B. İstinaf Sebepleri
1. Davacı kadın vekili istinaf dilekçesinde özetle; kusur tespiti, kadının reddedilen yoksulluk nafakası ve tazminat talepleri yönünden istinaf başvurusunda bulunmuştur.
2. Davalı erkek vekili istinaf dilekçesinde özetle; kadının kabul edilen boşanma davası, olaya İran Hukukunun uygulanması gerektiği ve kadının reddedilen tazminat talepleri açısından, davalı yararına vekâlet ücreti verilmemesinin hatalı olduğu istinaf başvurusunda bulunmuştur.
C. Gerekçe ve Sonuç
Bölge Adliye Mahkemesinin yukarıda tarih ve sayısı belirtilen kararı ile; dosyadaki yazılar, kararın dayandığı deliller ile kanuna uygun sebeplere ve özellikle delillerin takdirinde bir yanlışlık görülmemesine göre, mevcut delil durumu ve ileri sürülen istinaf sebepleri ile re'sen bakılacak kamu düzenini ilgilendiren hususlar dikkate alındığında, ilk derece mahkemesinin vakıa ve hukuki değerlendirmesinde usul ve esas yönünden yasaya aykırılık bulunmadığı gerekçesi ile istinaf başvurusunun 6100 sayılı Hukuk Muhakemeleri Kanunu’nun (6100 sayılı Kanun) 353 üncü maddesinin (1) inci fıkrasının (b) bendinin (1) inci alt bendi gereğince esastan reddine karar verilmiştir.
V. TEMYİZ
A. Temyiz Yoluna Başvuranlar
Bölge Adliye Mahkemesinin yukarıda belirtilen kararına karşı süresi içinde taraf vekilleri temyiz isteminde bulunmuştur.
B. Temyiz Sebepleri
1. Davacı kadın vekili, istinaf dilekçesinde ileri sürülen nedenleri tekrar ederek kararın kusur belirlemesi ve tazminat taleplerinin reddi yönünden bozulmasını talep etmiştir.

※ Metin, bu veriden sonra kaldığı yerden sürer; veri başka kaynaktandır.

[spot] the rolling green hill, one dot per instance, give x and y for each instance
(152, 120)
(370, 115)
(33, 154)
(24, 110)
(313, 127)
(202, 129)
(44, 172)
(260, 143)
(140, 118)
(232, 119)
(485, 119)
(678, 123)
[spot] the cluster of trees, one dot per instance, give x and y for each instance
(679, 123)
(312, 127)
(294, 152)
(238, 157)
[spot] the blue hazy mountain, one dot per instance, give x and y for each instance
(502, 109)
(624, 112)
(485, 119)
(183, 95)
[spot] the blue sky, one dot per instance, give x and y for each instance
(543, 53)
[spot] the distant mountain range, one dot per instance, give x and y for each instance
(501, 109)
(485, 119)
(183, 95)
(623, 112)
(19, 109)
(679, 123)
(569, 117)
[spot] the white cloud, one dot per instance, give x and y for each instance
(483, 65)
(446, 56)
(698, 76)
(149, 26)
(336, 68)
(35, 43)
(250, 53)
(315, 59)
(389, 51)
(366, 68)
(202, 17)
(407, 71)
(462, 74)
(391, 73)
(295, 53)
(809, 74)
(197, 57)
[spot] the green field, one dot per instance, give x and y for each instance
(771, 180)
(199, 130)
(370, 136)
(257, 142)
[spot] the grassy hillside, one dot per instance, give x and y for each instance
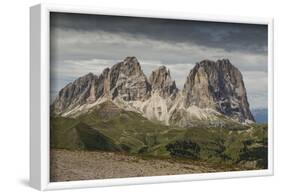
(108, 128)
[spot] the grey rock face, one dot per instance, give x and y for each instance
(212, 89)
(161, 81)
(218, 85)
(128, 81)
(75, 93)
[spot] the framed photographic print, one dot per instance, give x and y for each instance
(134, 97)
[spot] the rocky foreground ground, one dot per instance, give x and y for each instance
(88, 165)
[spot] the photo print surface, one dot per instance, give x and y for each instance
(134, 97)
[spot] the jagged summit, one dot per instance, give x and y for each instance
(213, 89)
(160, 80)
(218, 85)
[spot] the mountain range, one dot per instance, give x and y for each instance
(213, 93)
(123, 110)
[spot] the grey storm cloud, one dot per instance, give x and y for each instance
(229, 36)
(82, 43)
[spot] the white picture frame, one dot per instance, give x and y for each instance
(40, 90)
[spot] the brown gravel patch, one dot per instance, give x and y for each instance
(88, 165)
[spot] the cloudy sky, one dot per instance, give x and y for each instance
(90, 43)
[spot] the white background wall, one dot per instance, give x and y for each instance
(14, 96)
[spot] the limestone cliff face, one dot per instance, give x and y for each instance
(212, 90)
(219, 86)
(161, 81)
(128, 81)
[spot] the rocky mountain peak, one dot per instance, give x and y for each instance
(74, 94)
(161, 81)
(218, 85)
(128, 81)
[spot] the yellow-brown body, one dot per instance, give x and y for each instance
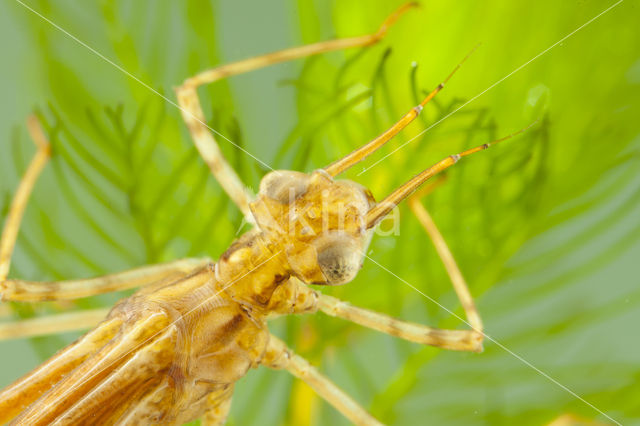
(174, 350)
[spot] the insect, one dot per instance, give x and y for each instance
(173, 351)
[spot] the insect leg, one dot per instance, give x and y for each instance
(33, 291)
(193, 115)
(457, 279)
(51, 324)
(20, 394)
(278, 357)
(459, 340)
(19, 202)
(219, 405)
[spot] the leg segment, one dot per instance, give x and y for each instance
(459, 340)
(219, 405)
(458, 281)
(194, 117)
(51, 324)
(278, 356)
(30, 291)
(19, 202)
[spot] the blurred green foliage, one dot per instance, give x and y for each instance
(545, 228)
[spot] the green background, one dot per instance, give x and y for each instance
(545, 228)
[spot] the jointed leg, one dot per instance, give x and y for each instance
(51, 324)
(219, 404)
(32, 291)
(278, 356)
(457, 279)
(462, 340)
(19, 203)
(194, 117)
(458, 340)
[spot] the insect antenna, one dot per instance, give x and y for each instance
(364, 151)
(378, 212)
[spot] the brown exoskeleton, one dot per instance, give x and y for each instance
(172, 352)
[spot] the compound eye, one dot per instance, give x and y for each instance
(339, 259)
(284, 186)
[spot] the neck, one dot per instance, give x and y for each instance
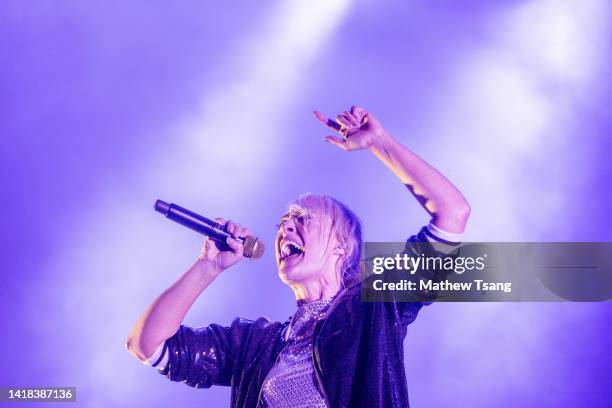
(316, 289)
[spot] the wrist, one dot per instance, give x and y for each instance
(206, 267)
(381, 142)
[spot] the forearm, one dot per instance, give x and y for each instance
(449, 209)
(163, 317)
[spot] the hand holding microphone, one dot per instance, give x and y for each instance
(228, 242)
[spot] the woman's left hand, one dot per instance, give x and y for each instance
(359, 129)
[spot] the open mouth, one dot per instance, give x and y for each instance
(290, 249)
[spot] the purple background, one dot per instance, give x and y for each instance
(109, 105)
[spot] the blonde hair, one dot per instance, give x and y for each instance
(347, 227)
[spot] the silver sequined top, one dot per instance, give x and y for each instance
(292, 381)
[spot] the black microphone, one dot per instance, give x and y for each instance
(253, 247)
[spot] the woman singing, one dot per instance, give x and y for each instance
(336, 351)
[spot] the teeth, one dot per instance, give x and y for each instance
(286, 248)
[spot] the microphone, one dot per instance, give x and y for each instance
(253, 247)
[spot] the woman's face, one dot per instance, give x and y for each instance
(305, 245)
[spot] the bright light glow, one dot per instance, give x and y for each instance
(511, 115)
(236, 130)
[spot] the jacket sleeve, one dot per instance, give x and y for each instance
(205, 356)
(429, 242)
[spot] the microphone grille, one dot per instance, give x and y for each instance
(253, 248)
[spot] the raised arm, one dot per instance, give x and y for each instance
(361, 130)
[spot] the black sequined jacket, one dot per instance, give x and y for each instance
(357, 352)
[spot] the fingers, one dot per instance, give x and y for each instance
(358, 112)
(236, 230)
(336, 141)
(327, 121)
(351, 118)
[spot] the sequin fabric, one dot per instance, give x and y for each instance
(292, 382)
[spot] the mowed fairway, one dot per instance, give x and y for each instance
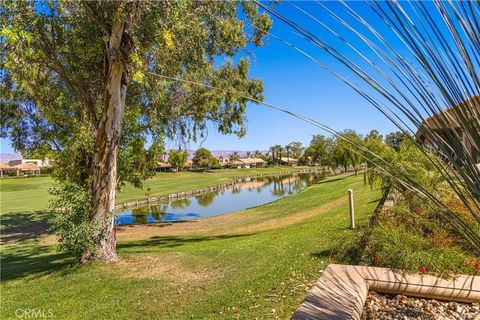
(257, 263)
(31, 194)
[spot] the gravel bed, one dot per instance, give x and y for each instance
(380, 306)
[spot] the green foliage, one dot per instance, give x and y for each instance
(412, 237)
(177, 158)
(70, 220)
(54, 83)
(203, 158)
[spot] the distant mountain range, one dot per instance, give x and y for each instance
(6, 157)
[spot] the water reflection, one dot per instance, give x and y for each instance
(245, 194)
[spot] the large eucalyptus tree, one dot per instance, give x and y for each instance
(84, 79)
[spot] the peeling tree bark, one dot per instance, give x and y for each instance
(106, 144)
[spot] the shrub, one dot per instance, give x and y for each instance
(70, 221)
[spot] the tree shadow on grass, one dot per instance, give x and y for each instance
(31, 260)
(20, 226)
(173, 241)
(328, 254)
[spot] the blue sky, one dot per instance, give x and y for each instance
(294, 82)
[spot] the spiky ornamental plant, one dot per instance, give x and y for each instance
(77, 78)
(414, 60)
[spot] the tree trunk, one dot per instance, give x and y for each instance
(106, 145)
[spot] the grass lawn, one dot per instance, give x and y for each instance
(257, 263)
(31, 194)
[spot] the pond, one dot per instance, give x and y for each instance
(242, 195)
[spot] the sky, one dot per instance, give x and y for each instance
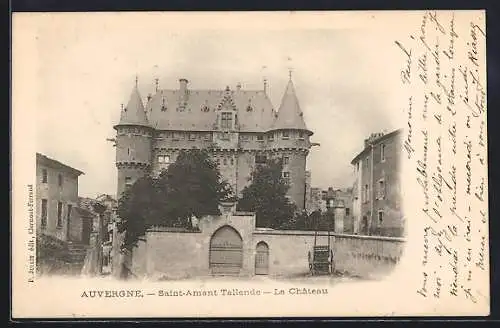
(85, 67)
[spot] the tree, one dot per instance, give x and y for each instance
(266, 196)
(135, 208)
(192, 186)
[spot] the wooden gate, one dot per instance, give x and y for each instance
(226, 252)
(262, 259)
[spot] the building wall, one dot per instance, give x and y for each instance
(176, 255)
(67, 194)
(390, 204)
(133, 154)
(388, 171)
(297, 169)
(233, 151)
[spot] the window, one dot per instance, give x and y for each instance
(44, 213)
(59, 214)
(68, 212)
(380, 217)
(128, 182)
(226, 120)
(381, 189)
(286, 177)
(260, 159)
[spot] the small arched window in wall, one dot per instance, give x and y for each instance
(226, 121)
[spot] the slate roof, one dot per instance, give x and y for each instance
(290, 115)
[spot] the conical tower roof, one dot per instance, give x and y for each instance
(289, 114)
(134, 113)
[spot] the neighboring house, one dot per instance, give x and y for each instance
(240, 128)
(58, 214)
(377, 187)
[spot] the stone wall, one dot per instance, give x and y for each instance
(67, 194)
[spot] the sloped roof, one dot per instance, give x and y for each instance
(290, 115)
(255, 112)
(134, 113)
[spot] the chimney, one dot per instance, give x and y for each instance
(183, 86)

2. Davalı erkek vekili, istinaf dilekçesinde ileri sürülen nedenleri tekrar ederek kararın davanın kabulü, kusur belirlemesi, İran Hukukunun uygulanmaması ve vekâlet ücreti yönünden bozulmasını talep etmiştir.
C. Gerekçe
1. Uyuşmazlık ve Hukuki Nitelendirme
Uyuşmazlık, açılan boşanma davasında taraflar arasında ortak hayatı temelinden sarsacak derecede ve birliğin devamında imkan vermeyecek nitelikte bir geçimsizlik bulunup bulunmadığı, geçimsizlik var ise kusurun kimden kaynaklandığı, davanın kabulü ile kadın yararına maddî ve manevî tazminat verilmesi şartlarının gerçekleşip gerçekleşmediği, uyuşmazlığa hangi ülke hukukunun uygulanması gerektiği ile vekâlet ücreti noktasında toplanmaktadır.
2. İlgili Hukuk
4721 sayılı Kanun'un 4 üncü ve 6 ncı maddesi, 166 ncı maddesinin birinci ve ikinci fıkrası, 174 üncü maddesinin birinci ve ikinci fıkrası, 6100 sayılı Hukuk Muhakemeleri Kanunu'nun (6100 sayılı Kanun) 190 ıncı, 194 üncü, 323 üncü, 326 ncı, 369 uncu maddesinin birinci fıkrası ile 370 ve 371 inci maddesi, 5718 sayılı Kanun'un 2 inci, 5 inci ve 14 üncü maddeleri.
3. Değerlendirme
1.Bölge adliye mahkemelerinin nihai kararlarının bozulması 6100 sayılı Kanun'un 371 inci maddesinde yer alan sebeplerden birinin varlığı hâlinde mümkündür.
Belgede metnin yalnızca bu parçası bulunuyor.